“ Grâce aux passeurs nous sommes devenus des soldats de la France libre, des combattants des armées de la Libération » écrivait Manuel Ricoy, président départemental des Évadés de France.
La famille Lalhève était paysans et bergers sur le plateau de Lhers. Le fils, Jean-Pierre, était passeur pour un réseau qui acheminait les candidats au passage jusqu’à la gare de Cette-Eygun, cachés dans la locomotive. Toute la famille participait. La mère nourrissait les évadés, le père, Jean-Baptiste, les cachait. La nuit, souvent en compagnie de Louis et Tino Troïtino, Jean-Pierre les accompagnait jusqu’au col de la Cuarde. Un soir de janvier 1944, ils avaient à faire passer trois hommes qui prétendaient être arrivés chez Lalhève par la filière habituelle mais la vue d’une patrouille allemande qui les surveillait près de la frontière inquiéta Troïtino qui suggéra à Jean-Pierre de ne pas rentrer chez lui et de se cacher. Celui-ci, inquiet pour sa famille, ne l’écouta pas. Entre temps, les soldats allemands étaient arrivés à la ferme. Après une fouille en règle et un interrogatoire, ils emmenèrent Jean-Baptiste, le père et Léon, le frère cadet. À la mère et à la sœur effrayées, ils dirent que si Jean-Pierre se constituait prisonnier avant le soir à la Kommandantur de Bedous, ils libèreraient Jean-Baptiste et Léon. C’est ce qu’il fit mais ni son père, ni son frère ne furent libérés. Ils partirent tous les trois en déportation par le convoi du 22 mars 1944 en direction de Mauthausen (Autriche). Jean-Baptiste, 65 ans, fut gazé à Hartheim peu de temps après ; Léon et Jean-Pierre furent transférés au camp de travail de Gusen où ils moururent d’épuisement et de maladie le 19 décembre 1944 pour Léon (19 ans) et le 20 avril 1945 pour Jean-Pierre (23 ans).
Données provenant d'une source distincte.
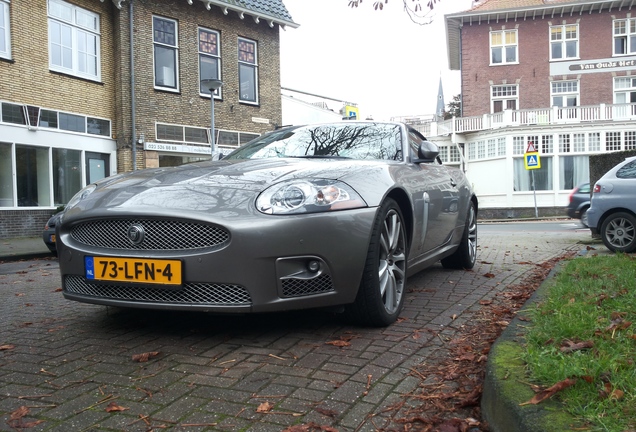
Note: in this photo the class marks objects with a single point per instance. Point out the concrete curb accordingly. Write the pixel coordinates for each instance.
(505, 383)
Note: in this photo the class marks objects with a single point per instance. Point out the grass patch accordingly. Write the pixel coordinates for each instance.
(585, 328)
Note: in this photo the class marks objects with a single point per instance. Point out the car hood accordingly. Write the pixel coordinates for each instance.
(222, 188)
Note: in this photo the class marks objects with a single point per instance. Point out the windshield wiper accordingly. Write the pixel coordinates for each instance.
(319, 157)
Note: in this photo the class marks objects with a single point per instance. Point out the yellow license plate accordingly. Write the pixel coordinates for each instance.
(136, 270)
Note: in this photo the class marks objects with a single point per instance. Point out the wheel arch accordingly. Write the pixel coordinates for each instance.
(611, 212)
(402, 199)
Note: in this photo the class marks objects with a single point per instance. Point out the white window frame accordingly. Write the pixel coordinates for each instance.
(504, 93)
(568, 91)
(624, 30)
(172, 47)
(504, 45)
(563, 41)
(208, 52)
(80, 27)
(5, 29)
(253, 65)
(624, 89)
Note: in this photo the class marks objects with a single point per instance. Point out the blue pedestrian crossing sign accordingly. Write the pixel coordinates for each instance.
(532, 160)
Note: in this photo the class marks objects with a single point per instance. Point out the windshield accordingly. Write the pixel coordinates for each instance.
(337, 140)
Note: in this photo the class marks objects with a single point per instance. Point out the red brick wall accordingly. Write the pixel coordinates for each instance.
(187, 107)
(532, 74)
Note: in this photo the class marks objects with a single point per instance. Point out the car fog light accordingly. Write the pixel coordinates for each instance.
(313, 266)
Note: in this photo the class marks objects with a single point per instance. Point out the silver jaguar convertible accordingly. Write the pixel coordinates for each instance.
(312, 216)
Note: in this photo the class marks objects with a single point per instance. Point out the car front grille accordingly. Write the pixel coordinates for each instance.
(199, 294)
(159, 235)
(302, 287)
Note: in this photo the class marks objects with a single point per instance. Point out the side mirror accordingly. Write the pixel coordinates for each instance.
(427, 152)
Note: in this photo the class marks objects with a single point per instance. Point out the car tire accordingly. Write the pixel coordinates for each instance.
(466, 254)
(381, 293)
(618, 232)
(584, 217)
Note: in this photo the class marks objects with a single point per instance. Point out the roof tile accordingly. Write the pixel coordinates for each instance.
(273, 8)
(485, 5)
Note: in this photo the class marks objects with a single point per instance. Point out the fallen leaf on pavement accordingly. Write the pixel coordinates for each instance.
(142, 358)
(264, 407)
(570, 346)
(549, 392)
(113, 407)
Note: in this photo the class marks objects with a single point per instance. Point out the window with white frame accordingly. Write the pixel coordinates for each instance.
(455, 155)
(624, 36)
(74, 40)
(471, 151)
(565, 93)
(503, 97)
(248, 71)
(181, 133)
(525, 180)
(443, 153)
(564, 42)
(594, 141)
(481, 149)
(630, 140)
(564, 143)
(503, 47)
(166, 53)
(518, 145)
(573, 170)
(501, 146)
(547, 145)
(5, 31)
(624, 90)
(612, 141)
(579, 142)
(209, 58)
(492, 147)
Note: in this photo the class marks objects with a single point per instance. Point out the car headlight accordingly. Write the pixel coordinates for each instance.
(80, 196)
(308, 196)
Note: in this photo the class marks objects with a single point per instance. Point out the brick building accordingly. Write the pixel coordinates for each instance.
(557, 74)
(72, 112)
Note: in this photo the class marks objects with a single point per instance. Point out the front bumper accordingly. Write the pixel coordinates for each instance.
(263, 267)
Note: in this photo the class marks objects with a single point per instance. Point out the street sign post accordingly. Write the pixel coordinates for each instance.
(532, 161)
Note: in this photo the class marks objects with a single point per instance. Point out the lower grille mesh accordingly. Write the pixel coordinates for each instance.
(302, 287)
(203, 294)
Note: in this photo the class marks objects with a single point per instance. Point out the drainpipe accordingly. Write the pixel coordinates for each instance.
(132, 86)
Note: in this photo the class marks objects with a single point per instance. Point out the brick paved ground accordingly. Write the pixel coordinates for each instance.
(66, 361)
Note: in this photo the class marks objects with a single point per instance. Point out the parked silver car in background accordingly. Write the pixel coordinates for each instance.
(303, 217)
(612, 212)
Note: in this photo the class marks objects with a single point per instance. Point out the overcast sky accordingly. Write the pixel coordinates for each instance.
(381, 60)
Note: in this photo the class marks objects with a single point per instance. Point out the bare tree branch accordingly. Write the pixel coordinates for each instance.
(413, 8)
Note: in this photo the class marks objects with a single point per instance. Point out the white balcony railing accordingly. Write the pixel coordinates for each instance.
(540, 116)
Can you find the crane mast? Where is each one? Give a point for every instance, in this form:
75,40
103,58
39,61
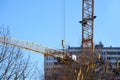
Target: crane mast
87,25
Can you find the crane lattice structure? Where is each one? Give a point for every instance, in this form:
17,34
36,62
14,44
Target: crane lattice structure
87,25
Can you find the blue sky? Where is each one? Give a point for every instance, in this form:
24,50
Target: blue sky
41,21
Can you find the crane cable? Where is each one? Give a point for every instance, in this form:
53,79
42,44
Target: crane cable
63,24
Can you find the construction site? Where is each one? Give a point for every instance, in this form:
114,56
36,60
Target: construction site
88,61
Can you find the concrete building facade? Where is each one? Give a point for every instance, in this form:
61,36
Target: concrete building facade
110,54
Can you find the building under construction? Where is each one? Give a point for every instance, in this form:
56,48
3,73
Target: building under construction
87,62
54,70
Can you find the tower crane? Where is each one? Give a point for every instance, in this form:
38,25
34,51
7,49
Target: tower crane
46,51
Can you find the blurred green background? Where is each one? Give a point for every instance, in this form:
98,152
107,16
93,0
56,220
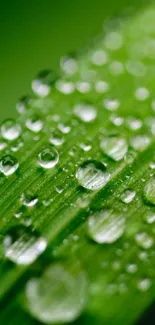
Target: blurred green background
35,34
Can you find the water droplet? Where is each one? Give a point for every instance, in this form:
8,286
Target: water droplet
144,284
10,130
29,200
56,138
150,218
128,196
65,87
132,268
22,246
111,104
8,165
149,191
101,86
92,175
34,124
106,227
64,128
85,112
48,157
3,145
140,142
142,94
114,147
144,240
59,296
134,123
41,85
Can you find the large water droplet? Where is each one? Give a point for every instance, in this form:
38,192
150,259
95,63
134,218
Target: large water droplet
59,296
34,124
106,226
56,138
128,196
149,191
22,246
10,130
8,165
92,175
29,200
85,112
48,157
114,147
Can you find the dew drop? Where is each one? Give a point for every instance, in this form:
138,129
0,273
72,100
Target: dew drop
8,165
56,138
111,104
48,157
149,191
59,296
10,130
128,196
34,124
106,227
22,246
142,94
28,200
92,175
85,112
140,142
114,147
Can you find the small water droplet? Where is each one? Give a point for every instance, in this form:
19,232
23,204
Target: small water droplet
48,157
22,246
132,268
59,296
34,124
142,94
8,165
128,196
140,142
114,147
29,200
10,130
85,112
92,175
65,87
149,191
56,138
106,227
111,104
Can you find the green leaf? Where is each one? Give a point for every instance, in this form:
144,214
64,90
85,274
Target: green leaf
84,184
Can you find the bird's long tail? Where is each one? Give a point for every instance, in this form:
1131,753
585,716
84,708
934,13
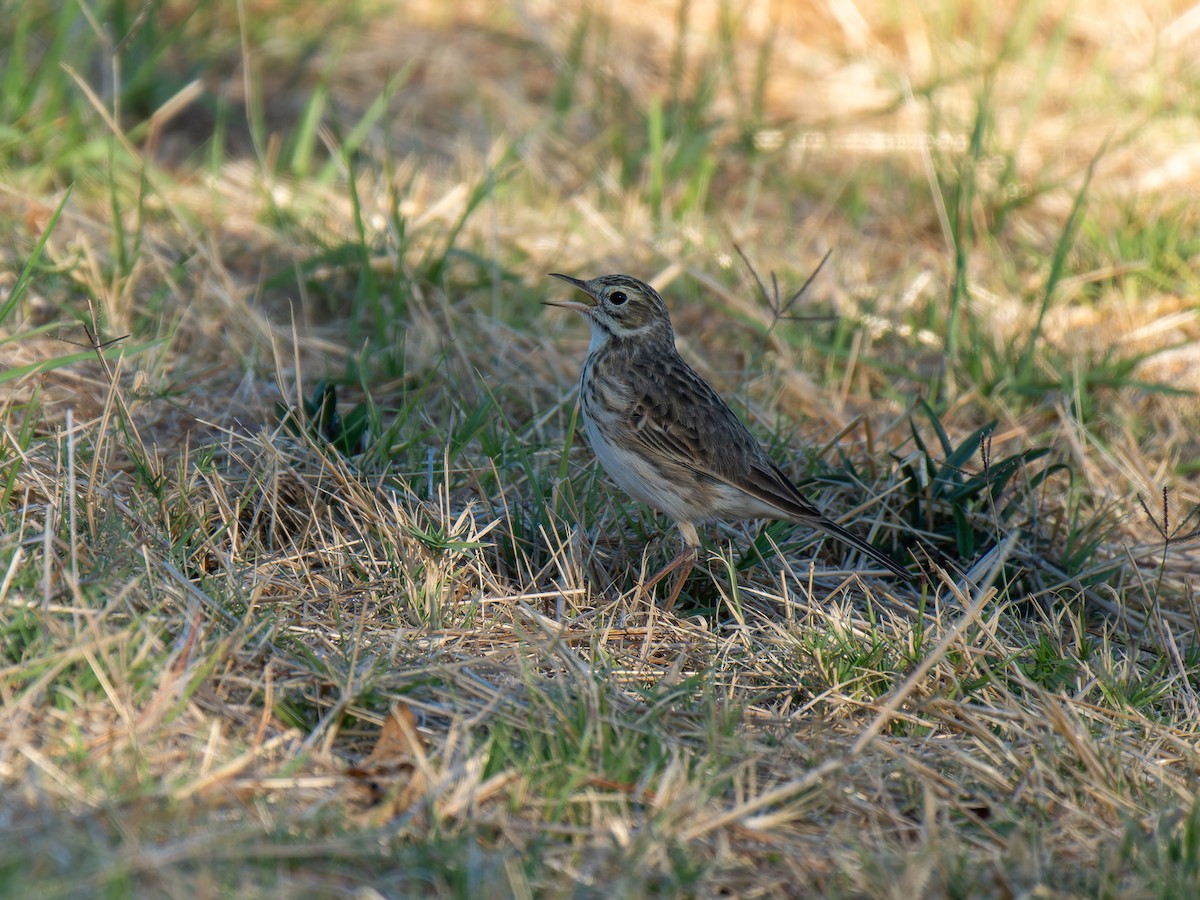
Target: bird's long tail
879,556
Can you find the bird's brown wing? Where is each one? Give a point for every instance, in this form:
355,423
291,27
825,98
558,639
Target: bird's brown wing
677,414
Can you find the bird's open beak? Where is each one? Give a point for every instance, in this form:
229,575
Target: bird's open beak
573,304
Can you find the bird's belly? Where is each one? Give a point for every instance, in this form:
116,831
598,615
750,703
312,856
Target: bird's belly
677,493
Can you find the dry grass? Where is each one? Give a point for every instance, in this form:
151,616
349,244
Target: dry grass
208,618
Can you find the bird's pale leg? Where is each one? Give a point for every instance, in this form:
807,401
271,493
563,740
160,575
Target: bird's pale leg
682,565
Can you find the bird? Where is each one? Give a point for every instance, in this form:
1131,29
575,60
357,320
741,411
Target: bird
665,436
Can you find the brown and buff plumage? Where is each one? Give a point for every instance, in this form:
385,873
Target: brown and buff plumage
666,437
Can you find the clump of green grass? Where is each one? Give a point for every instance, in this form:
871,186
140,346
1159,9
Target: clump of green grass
334,472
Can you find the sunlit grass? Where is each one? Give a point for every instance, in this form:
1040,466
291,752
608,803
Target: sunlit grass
289,444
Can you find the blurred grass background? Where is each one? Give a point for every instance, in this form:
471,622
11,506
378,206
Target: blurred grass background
288,448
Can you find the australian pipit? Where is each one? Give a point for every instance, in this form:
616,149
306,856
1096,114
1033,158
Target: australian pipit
666,437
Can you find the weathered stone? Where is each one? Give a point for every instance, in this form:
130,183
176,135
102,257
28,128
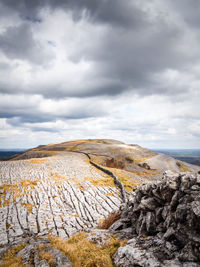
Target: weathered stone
168,230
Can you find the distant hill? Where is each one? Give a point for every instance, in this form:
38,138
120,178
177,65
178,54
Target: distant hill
65,189
191,156
6,154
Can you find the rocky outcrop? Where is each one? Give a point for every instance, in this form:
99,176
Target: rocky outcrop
163,219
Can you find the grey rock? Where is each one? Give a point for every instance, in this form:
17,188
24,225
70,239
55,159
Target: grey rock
168,230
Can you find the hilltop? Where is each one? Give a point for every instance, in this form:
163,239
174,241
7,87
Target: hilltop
66,188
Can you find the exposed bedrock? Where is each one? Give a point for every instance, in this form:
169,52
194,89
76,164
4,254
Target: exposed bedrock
163,220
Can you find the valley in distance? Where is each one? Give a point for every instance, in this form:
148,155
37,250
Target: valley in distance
99,202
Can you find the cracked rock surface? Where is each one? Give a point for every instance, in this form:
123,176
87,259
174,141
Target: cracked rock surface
61,195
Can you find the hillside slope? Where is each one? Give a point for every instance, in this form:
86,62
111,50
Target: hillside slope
62,189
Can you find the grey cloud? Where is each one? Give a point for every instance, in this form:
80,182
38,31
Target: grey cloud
17,42
123,14
189,11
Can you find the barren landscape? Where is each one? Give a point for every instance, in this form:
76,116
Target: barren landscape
65,189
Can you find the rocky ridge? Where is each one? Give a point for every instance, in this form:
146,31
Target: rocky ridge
162,221
64,189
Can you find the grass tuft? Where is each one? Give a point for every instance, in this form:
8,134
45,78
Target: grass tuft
106,223
84,253
10,259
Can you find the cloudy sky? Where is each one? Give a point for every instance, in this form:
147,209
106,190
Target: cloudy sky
122,69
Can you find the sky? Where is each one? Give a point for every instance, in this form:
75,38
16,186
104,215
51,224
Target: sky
122,69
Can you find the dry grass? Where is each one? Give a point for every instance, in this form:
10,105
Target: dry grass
44,255
26,183
37,161
182,167
103,181
84,253
28,206
113,163
106,223
10,259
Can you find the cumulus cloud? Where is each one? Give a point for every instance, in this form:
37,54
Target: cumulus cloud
121,69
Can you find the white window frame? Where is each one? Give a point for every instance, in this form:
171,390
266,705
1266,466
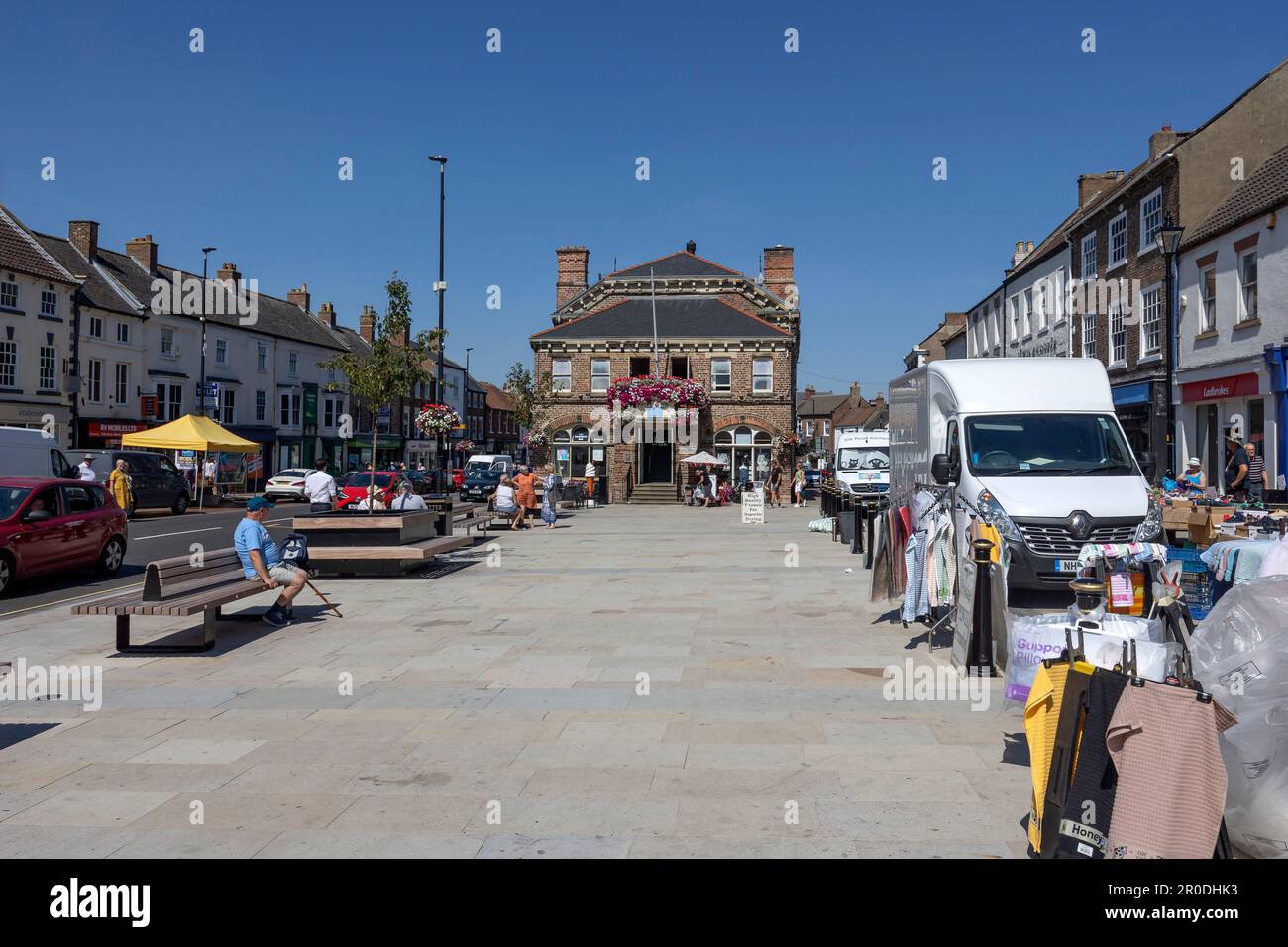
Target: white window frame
1244,315
561,375
1121,262
600,380
1145,348
1090,250
1146,234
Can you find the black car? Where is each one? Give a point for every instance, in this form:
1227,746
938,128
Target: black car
155,480
482,483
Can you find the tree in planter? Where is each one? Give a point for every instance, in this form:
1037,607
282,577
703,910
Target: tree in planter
391,368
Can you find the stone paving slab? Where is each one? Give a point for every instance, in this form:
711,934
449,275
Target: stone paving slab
642,682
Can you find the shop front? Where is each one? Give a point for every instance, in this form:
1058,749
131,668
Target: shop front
1234,399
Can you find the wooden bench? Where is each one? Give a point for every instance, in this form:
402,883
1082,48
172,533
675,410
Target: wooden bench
178,587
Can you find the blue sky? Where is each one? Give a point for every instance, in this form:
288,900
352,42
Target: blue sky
828,150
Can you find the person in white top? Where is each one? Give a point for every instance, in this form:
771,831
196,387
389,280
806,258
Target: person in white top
320,488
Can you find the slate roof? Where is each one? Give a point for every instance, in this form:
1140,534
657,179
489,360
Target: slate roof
678,264
1263,191
678,317
21,253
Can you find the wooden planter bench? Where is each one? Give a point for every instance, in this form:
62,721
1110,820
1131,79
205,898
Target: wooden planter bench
178,587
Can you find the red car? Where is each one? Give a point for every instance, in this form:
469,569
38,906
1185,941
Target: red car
387,486
48,526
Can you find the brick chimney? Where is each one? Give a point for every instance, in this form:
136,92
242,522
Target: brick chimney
1162,141
1093,184
778,269
571,263
299,296
84,236
143,250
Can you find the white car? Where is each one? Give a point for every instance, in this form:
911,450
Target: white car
287,484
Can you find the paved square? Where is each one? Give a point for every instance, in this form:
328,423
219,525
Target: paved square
497,711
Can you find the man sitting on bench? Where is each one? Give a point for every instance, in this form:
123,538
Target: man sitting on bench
263,561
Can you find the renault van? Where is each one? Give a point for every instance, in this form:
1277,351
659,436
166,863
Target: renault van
1034,445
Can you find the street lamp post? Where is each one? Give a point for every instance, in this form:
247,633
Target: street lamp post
205,269
1168,240
441,289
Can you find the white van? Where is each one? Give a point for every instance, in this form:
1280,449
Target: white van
27,453
863,462
1034,444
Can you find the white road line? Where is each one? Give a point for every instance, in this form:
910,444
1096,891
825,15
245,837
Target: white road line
185,532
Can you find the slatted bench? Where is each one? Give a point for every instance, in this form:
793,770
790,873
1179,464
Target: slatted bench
178,587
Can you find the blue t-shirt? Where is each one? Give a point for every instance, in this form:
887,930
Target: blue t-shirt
250,535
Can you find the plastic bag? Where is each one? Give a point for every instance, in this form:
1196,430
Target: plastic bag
1240,656
1035,637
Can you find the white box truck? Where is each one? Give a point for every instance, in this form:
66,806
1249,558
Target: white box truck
1034,444
863,462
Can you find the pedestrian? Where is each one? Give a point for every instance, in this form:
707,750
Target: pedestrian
85,470
1235,470
506,504
261,560
407,499
320,488
120,486
1257,479
549,514
524,495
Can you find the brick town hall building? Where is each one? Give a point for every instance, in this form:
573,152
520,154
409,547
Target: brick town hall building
735,337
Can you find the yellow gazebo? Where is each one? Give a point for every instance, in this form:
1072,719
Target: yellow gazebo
191,433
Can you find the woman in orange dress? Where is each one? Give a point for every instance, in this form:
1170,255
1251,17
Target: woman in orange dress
524,495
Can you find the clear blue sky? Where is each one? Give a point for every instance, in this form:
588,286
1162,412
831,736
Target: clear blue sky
828,150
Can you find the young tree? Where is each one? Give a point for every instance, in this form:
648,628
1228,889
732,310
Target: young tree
393,368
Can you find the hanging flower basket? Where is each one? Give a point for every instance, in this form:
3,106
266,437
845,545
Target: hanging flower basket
664,392
437,419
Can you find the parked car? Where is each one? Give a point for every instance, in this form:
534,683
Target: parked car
51,525
387,483
155,480
287,484
27,453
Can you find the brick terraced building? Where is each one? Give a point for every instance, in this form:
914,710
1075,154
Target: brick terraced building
735,337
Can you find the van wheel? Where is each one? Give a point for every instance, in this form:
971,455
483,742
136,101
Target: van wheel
112,557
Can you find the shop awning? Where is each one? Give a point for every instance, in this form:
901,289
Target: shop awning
189,433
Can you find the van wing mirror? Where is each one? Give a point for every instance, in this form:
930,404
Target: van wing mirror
943,470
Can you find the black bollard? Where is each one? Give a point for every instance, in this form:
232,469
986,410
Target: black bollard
980,652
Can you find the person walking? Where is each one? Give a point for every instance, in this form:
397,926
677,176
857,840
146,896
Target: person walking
262,560
120,486
320,488
549,514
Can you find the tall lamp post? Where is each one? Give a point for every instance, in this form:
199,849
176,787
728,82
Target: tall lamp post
205,269
1168,240
441,289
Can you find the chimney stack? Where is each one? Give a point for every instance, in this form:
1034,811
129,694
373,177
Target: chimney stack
780,274
300,296
1162,141
143,250
571,263
84,236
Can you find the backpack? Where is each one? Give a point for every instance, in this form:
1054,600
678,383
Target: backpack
295,551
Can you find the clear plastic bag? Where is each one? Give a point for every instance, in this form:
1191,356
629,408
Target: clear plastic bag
1240,656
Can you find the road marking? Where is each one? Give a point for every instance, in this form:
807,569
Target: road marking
185,532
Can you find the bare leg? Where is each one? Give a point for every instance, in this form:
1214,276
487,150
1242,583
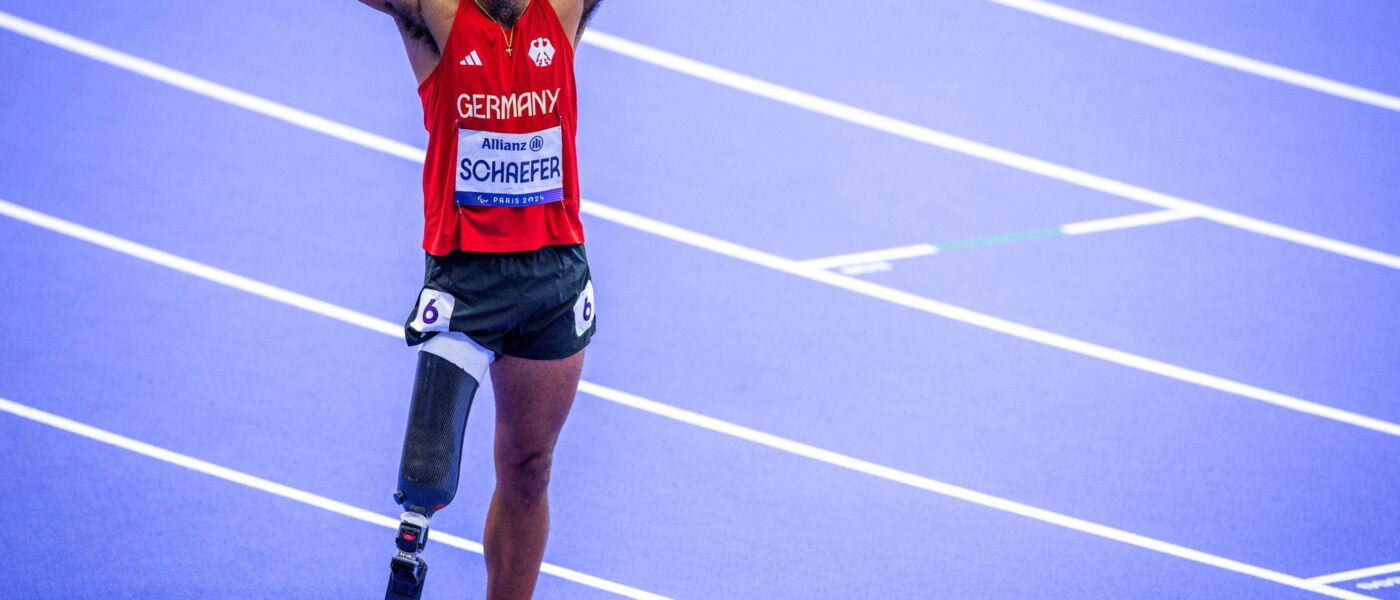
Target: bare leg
532,399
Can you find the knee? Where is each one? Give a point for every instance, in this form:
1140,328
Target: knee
527,479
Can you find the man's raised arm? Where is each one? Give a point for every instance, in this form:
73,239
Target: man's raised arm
423,24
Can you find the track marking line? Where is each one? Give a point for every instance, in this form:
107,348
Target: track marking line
878,260
987,320
976,148
209,88
623,399
1201,52
954,491
290,493
1357,574
1124,223
717,76
788,266
872,256
737,252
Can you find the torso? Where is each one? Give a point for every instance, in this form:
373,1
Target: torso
501,172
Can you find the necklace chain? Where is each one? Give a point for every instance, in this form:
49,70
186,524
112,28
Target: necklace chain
507,34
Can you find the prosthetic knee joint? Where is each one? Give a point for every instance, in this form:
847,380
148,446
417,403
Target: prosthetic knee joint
451,367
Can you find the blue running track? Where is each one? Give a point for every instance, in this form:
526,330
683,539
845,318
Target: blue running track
202,396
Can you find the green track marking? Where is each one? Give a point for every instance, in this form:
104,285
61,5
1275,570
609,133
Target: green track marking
997,239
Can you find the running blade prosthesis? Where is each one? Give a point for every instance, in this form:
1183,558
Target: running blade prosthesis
408,569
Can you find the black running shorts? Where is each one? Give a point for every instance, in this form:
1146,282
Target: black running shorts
536,305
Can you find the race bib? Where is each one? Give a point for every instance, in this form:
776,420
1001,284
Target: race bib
510,168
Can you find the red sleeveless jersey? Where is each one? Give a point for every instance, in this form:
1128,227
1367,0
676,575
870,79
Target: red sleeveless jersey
501,115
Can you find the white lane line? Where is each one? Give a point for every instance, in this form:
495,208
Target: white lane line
1201,52
290,493
865,262
1357,574
718,76
955,491
1124,223
872,256
682,416
975,148
737,252
986,320
209,88
879,291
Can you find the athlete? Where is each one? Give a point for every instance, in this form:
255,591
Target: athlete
507,286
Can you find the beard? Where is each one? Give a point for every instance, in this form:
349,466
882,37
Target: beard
504,11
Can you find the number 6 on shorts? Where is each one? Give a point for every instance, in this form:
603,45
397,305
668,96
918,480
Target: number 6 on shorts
434,311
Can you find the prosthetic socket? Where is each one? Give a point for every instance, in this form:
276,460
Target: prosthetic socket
431,459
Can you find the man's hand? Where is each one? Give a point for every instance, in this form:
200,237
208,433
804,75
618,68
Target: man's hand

Ouvrier dans les centrales électriques, Théodore dit Tino Troïtino bénéficiait d’un sauf-conduit qui lui permettait de circuler la nuit et donc, d’avoir un bon argument en cas de contrôle : « Je suis là parce qu’il y avait un ennui ». Il travaillait notamment pour le réseau Bourgogne chargé d’évacuer des aviateurs américains tombés sur le sol français. Il fut arrêté à la gare d’Oloron en mars 1944 porteur d’une valise contenant des documents compromettants. Son silence sauva la vie des autres passeurs aspois du réseau. Il fut déporté au camp de Neuengamme puis à Ravensbrück où il mourut le 26 avril 1945, quelques jours avant la libération du camp. Il venait d’avoir 28 ans.